Bonaventure will be discussing his group Courage Latino, a faith-based group that uses a technique known as "reparative" or "curative" therapy to "reorient those who wish to no longer be gay for them to feel heterosexual by addressing the damage that caused the infirmity, typically a sexual assault or brutal father figure."

This form of therapy has been roundly rejected by a procession of mental health professional organizations.

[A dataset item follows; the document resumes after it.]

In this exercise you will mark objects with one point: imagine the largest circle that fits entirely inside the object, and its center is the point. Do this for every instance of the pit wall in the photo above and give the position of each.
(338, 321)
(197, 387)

The American Psychiatric Association in its 1998 position statement on Psychiatric Treatment and Sexual Orientation says: "The potential risks of 'reparative therapy' are great, including depression, anxiety and self-destructive behavior." This attitude is reinforced by similar positions given by the World Health Organization, the American Academy of Pediatrics, along with numerous psychological and medical organizations that together represent more than 477,000 health and mental health professionals.

However, Bonaventure is not alone on his controversial mission. At his side is Óscar Rivas, a 26-yearold designer who proclaims that he "is cured." He has been working to form a Catholic organization focusing on rehabilitating gays with reparative therapy.

To achieve their objectives they have invited the Father John Harvey founder of the organization "Courage," a Catholic organization that promotes chastity among same-sexattracted individuals, to advise them. Harvey gained notoriety as a champion of the psychological treatment of homosexuality whose organization has grown into over 100 chapters around the world and has garnered the praise of former Pope John Paul II and many others within the Catholic church for its work to "help homosexuals to live chaste lives." Courage Latino would be the first chapter in a Latin American country.

Next week, Rivas plans to have his first meeting with those seeking treatment at the Centro Juvenil Gaudalupano at the Basílica de Guadalupe and he is confident that he will have the full backing of the Mexican bishops. He hopes to help others like himself, "When I was in therapy I thought about having a family and children. I hope some day God will give them to me."